Entretien avec le socio-anthropologue Christophe Colera (*)
Bonjour Christophe et merci d’avoir accepté de jouer le jeu et de nous accorder un peu de votre temps. Commençons tout de suite avec une première question : quelles proportions l’adultère prend-il dans nos sociétés ?
Le célèbre rapport Kinsey en 1950, donnait 26 ¨% d’adultère chez les femmes aux USA avant 40 ans, et 35 % chez les hommes. A peu près le même chiffre était avancé dans les années 70. Aujourd’hui en France certaines enquêtes révèlent des chiffres assez voisins pour les hommes (40 %) et un peu plus chez les femmes qu’auparavant (35 %, peut-être parce qu’elles l’avouent plus facilement). Parfois dans certains sondages cela monte jusqu’à 55 % pour les hommes et 45 % pour les femmes (soit un couple sur deux concernés). Evidemment tout dépend de ce qu’on entend par « relation adultère ». L’adultère est une notion toute relative. Pour certains peuples avoir une relation hors mariage n’est pas de l’adultère, et il faut rappeler aussi que la majorité des sociétés humaines avant la domination du monothéisme, tout comme les grands singes, étaient polygynes (un mâle, plusieurs femelles).

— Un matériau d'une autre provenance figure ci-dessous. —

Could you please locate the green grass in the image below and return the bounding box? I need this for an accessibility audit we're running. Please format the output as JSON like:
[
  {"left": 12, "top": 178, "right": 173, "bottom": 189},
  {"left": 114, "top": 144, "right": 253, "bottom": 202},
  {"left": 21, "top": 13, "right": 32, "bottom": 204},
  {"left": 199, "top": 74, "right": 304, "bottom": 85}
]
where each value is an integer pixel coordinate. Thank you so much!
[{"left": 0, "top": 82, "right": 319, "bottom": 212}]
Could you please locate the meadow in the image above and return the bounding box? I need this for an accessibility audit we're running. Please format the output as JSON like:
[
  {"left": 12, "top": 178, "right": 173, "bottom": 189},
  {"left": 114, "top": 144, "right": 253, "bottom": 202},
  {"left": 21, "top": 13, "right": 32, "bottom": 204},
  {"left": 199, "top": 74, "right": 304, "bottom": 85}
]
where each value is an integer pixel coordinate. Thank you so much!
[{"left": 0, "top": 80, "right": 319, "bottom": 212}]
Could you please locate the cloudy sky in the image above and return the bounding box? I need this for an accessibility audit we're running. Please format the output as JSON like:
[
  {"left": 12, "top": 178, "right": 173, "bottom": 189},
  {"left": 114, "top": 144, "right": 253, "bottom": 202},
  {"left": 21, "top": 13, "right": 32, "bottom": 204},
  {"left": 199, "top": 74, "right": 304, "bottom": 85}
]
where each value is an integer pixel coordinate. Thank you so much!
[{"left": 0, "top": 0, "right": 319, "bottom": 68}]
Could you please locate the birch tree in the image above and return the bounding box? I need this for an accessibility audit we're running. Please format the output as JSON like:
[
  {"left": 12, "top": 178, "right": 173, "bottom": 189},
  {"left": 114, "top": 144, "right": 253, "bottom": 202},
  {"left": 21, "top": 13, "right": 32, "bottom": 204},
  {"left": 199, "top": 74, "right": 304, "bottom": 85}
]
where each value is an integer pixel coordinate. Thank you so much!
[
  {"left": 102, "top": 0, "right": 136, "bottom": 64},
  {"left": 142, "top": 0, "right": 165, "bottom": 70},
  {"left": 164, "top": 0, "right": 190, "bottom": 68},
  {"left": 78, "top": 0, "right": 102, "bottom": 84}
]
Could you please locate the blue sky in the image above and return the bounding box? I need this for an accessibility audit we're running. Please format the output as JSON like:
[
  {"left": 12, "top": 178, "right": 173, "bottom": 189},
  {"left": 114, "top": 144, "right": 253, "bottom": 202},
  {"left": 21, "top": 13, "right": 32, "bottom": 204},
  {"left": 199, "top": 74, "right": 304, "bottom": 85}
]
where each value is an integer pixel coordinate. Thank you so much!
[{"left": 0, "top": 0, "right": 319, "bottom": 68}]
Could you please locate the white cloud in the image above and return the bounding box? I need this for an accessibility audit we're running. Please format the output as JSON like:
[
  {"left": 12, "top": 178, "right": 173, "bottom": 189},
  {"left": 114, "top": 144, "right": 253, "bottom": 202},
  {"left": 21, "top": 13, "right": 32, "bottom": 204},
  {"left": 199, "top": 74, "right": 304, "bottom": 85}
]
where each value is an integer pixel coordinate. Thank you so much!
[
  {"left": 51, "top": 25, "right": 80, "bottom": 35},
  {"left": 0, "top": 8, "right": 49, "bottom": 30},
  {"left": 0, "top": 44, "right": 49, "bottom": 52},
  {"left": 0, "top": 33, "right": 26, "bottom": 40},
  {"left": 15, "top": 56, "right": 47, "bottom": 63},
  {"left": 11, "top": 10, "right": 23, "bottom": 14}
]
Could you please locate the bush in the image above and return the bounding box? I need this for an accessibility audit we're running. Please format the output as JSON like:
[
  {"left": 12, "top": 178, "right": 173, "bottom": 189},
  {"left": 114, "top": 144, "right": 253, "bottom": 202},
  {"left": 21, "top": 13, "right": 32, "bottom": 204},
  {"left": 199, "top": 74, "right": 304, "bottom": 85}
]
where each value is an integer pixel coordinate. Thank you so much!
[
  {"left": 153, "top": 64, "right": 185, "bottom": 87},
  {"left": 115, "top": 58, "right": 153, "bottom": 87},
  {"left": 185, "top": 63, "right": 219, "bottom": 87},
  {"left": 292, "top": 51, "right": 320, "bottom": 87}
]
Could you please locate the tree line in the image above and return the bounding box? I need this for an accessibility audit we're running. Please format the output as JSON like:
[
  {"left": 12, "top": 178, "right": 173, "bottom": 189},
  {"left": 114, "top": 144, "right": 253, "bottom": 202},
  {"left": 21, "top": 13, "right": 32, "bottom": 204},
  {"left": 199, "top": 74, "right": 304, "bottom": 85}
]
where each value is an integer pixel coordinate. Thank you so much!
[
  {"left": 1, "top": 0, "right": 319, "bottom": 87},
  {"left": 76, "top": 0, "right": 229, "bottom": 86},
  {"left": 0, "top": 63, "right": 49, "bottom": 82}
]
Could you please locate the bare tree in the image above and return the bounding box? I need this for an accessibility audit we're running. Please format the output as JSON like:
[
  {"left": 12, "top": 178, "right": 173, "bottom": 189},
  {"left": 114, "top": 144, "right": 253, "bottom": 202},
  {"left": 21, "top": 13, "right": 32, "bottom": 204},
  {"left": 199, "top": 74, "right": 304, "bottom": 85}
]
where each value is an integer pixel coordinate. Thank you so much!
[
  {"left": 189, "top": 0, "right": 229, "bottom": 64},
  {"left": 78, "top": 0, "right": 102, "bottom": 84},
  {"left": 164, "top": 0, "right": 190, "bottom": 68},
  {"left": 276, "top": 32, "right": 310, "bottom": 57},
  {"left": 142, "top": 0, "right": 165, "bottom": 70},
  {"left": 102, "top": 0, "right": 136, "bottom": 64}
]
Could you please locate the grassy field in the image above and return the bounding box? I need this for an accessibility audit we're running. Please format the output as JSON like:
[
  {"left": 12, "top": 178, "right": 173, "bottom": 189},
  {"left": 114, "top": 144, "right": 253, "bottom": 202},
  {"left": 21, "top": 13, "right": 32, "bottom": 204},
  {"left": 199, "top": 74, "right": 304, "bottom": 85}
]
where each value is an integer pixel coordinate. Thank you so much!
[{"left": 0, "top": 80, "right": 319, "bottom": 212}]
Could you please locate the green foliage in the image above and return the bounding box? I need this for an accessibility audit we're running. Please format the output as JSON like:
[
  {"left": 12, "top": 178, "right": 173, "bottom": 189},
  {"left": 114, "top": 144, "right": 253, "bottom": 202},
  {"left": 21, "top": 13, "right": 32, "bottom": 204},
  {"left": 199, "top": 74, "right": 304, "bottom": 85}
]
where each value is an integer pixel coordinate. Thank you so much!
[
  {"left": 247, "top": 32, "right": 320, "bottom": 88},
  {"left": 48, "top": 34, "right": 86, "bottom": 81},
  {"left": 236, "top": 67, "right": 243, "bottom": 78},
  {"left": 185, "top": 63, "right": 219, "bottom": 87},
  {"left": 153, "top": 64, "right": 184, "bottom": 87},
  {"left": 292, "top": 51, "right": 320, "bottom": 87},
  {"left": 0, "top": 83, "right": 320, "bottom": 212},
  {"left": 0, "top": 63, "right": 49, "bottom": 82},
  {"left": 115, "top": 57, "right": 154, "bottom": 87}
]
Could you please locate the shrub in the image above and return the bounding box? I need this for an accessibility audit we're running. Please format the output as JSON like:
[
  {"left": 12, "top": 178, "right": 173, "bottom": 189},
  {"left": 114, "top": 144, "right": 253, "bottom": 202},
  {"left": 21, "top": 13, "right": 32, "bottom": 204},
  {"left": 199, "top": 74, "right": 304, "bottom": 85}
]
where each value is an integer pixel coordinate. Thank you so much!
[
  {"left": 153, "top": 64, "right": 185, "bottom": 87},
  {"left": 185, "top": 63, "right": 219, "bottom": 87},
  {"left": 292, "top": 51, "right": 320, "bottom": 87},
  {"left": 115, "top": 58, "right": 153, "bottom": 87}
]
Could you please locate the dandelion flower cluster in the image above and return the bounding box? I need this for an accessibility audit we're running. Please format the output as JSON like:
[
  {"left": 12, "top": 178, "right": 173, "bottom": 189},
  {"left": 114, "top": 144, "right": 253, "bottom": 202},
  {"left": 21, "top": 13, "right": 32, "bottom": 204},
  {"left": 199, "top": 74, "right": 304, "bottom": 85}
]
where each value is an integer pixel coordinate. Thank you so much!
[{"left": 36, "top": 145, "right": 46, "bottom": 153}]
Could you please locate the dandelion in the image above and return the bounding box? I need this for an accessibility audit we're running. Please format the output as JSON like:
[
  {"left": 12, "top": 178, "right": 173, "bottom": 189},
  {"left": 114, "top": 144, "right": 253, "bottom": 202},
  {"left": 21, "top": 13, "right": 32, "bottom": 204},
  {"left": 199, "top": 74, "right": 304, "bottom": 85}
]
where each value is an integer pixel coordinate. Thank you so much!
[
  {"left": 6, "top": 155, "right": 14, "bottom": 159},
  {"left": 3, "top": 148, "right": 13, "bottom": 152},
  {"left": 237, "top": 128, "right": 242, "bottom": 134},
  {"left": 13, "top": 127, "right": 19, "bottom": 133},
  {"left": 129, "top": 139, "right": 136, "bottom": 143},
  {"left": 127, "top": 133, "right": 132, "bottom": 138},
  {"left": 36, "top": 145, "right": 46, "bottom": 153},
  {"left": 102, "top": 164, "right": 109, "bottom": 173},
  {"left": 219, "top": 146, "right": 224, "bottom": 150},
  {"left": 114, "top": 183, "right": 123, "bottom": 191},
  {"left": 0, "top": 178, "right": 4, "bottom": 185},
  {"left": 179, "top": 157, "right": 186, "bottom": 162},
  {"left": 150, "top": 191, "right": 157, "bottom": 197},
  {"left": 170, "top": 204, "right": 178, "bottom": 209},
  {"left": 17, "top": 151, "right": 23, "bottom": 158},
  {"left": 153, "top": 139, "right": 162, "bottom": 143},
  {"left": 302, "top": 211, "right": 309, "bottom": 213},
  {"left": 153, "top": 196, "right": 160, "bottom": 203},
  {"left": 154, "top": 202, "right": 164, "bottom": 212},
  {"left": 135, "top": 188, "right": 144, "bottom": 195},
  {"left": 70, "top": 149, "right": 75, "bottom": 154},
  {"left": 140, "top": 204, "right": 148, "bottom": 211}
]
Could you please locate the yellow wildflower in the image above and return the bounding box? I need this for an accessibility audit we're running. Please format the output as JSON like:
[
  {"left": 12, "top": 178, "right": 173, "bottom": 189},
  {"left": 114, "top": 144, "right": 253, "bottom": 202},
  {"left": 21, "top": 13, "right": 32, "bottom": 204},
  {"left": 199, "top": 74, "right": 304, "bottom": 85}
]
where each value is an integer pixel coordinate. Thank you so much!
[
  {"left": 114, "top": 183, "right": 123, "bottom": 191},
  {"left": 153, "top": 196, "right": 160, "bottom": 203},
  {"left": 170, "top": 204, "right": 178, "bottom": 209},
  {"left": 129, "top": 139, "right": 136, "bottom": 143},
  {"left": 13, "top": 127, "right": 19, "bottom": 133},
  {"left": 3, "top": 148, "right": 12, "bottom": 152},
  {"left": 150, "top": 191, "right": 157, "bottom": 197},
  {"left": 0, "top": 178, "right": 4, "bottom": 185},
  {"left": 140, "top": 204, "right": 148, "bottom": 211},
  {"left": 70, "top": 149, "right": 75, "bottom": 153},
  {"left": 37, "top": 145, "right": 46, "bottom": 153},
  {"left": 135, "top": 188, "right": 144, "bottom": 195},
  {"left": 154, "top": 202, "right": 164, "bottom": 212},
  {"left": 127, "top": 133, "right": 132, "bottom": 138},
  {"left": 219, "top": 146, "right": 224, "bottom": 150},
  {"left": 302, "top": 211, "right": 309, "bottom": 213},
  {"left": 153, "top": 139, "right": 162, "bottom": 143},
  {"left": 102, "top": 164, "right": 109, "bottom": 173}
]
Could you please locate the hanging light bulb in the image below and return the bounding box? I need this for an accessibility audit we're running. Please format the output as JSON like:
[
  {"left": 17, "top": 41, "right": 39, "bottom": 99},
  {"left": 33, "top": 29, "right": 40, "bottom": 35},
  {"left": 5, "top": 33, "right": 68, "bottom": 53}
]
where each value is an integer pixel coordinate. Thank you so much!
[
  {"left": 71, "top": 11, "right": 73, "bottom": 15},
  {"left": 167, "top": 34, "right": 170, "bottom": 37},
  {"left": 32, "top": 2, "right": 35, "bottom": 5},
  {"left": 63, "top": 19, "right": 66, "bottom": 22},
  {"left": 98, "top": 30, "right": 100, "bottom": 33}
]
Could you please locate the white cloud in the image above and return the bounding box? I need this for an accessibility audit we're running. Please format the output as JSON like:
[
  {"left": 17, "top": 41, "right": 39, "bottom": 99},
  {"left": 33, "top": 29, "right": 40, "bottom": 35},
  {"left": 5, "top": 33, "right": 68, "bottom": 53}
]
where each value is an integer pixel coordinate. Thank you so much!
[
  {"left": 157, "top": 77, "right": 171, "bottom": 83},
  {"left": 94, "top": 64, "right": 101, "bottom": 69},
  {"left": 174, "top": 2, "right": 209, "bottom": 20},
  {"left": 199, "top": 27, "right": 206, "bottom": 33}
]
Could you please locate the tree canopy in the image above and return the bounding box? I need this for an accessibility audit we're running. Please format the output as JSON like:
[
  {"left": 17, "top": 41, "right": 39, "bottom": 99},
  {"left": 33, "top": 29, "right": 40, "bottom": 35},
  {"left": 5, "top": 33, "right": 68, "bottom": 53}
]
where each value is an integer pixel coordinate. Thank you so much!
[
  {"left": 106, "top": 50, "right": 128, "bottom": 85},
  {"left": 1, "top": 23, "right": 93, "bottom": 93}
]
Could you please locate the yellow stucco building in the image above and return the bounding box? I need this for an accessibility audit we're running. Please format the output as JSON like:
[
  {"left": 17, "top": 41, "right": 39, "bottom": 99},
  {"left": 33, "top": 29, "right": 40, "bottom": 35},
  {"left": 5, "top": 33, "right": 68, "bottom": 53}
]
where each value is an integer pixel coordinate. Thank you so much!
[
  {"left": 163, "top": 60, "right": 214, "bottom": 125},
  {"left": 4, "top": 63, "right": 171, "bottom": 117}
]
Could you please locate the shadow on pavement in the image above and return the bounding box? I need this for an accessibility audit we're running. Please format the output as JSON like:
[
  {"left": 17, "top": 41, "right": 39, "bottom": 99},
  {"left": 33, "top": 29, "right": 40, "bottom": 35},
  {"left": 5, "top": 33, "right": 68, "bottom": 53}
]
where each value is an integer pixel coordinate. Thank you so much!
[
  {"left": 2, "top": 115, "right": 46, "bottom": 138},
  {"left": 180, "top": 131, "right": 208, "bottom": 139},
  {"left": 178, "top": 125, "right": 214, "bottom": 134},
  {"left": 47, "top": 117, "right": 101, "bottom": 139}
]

Pendant longtemps dans beaucoup de grandes civilisations où la monogamie était la norme, l’adultère n’était blâmée et donc n’existait en tant que tel que si c’est la femme qui le commettait. Aujourd’hui encore on ne sait pas bien ce qu’une telle « relation » recouvre (un simple baiser ? un flirt ? une relation suivie ?). Selon une étude de 2008, une femme sur quatre et un homme sur trois ont déjà eu deux relations sexuelles (suivies) en parallèle. Si on ajoute les relations d’un soir ou les flirts cela concerne sans doute la moitié des couples, et peut-être plus si le taux d’aveu dans les sondages reste sous-estimé.
Que sait-on des circonstances de l’adultère ?
– On connaît un peu les motivations des femmes. Une majorité de femmes considèrent qu’elles tromperaient son conjoint par dépit amoureux ou sur un coup de foudre, un dixième juste pour pimenter leur vie (et une sur quatre jure qu’elle ne trompera jamais son partenaire). Il y a moins d’analyses concernant les hommes. Les chiffres sont contradictoires sur les lieux de l’adultère. Certains sondages affichent la prédominance de l’adultère au bureau, d’autres de l’adultère au sein du cercle d’ami. Nul doute que les réseaux sociaux sur Internet font aussi émerger de nouvelles facilités de rencontre. On peut préciser aussi que 7 % des relations adultères auraient lieu entre personnes du même sexe, ce qui est un peu du même ordre (compte tenu des marges d’erreur) que le chiffre de 4 % de gens qui ont eu une relation homosexuelle dans leur vie.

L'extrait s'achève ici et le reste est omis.